Google Threat Intelligence Group (GTIG) has warned that threat actors are now operationalising AI at a scale and sophistication that is rapidly reshaping the cyber threat landscape, with state-backed groups and cybercriminals using large language models to accelerate exploit development, malware creation, reconnaissance and influence operations.
The latest GTIG AI Threat Tracker report details how actors linked to China, North Korea and Russia are increasingly embedding AI into offensive cyber workflows, moving beyond experimentation and into what Google describes as “industrial-scale application” of generative AI.
Among the report’s most significant findings is what GTIG believes may be the first observed AI-assisted zero-day exploit developed by cybercriminals. Researchers identified a vulnerability exploitation campaign involving a two-factor authentication bypass flaw that they assess was likely discovered and weaponised with AI support.
GTIG said frontier LLMs are increasingly capable of identifying higher-level semantic logic flaws that conventional scanners often fail to detect, marking a potentially significant shift in how vulnerabilities may be discovered in future.
The report also highlights how AI is now being used to improve malware evasion and operational resilience. Researchers observed PRC-linked threat actor APT27 leveraging Gemini to accelerate development of infrastructure management tooling likely associated with operational relay box (ORB) networks used to obfuscate attack origins.
Meanwhile, Russia-linked actors targeting Ukrainian organisations were found deploying malware families including CANFAIL and LONGSTREAM containing large amounts of AI-generated decoy code designed to disguise malicious behaviour and frustrate defenders.

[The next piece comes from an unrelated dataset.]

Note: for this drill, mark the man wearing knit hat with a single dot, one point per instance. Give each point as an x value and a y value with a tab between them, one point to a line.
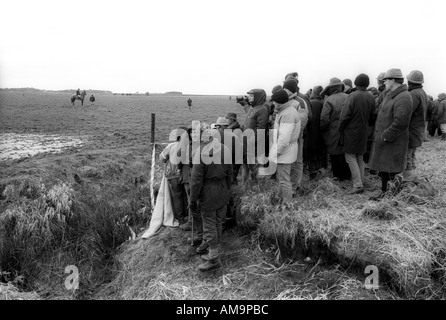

GTIG also detailed analysis of PROMPTSPY, an Android backdoor integrating Gemini into autonomous malware operations. According to the report, PROMPTSPY can analyse device interfaces, generate commands and autonomously interact with infected devices with minimal human oversight.
Researchers said the malware can also replay biometric authentication gestures, dynamically rotate infrastructure and maintain persistence even if parts of its command-and-control infrastructure are disrupted.
Beyond malware, GTIG warned threat actors are increasingly leveraging AI for reconnaissance and phishing. Researchers observed actors using LLMs to map organisational hierarchies, identify high-value targets and generate more convincing phishing lures tailored to enterprise environments.
The report also highlights the rise of “agentic” offensive frameworks, where AI systems move beyond passive assistance and begin autonomously orchestrating reconnaissance and vulnerability validation tasks. GTIG linked some of this activity to suspected PRC-nexus operations targeting organisations across Asia.
Outside traditional intrusion activity, GTIG identified growing use of AI-generated media in information operations, including suspected AI voice-cloning activity linked to pro-Russia campaign “Operation Overload”.
The report also warns that threat actors are industrialising access to frontier AI models using proxy relays, automated registration pipelines and account pooling infrastructure designed to bypass safety guardrails and account restrictions.
At the same time, AI ecosystems themselves are becoming a growing target. GTIG documented malicious OpenClaw skills capable of executing unauthorised commands, alongside broader supply chain attacks affecting projects including LiteLLM, BerriAI and associated GitHub repositories.
Google said the findings reinforce the need for stronger AI security standards and highlighted defensive initiatives including Big Sleep, an AI-powered vulnerability discovery agent, and CodeMender, an experimental system designed to automatically patch software vulnerabilities.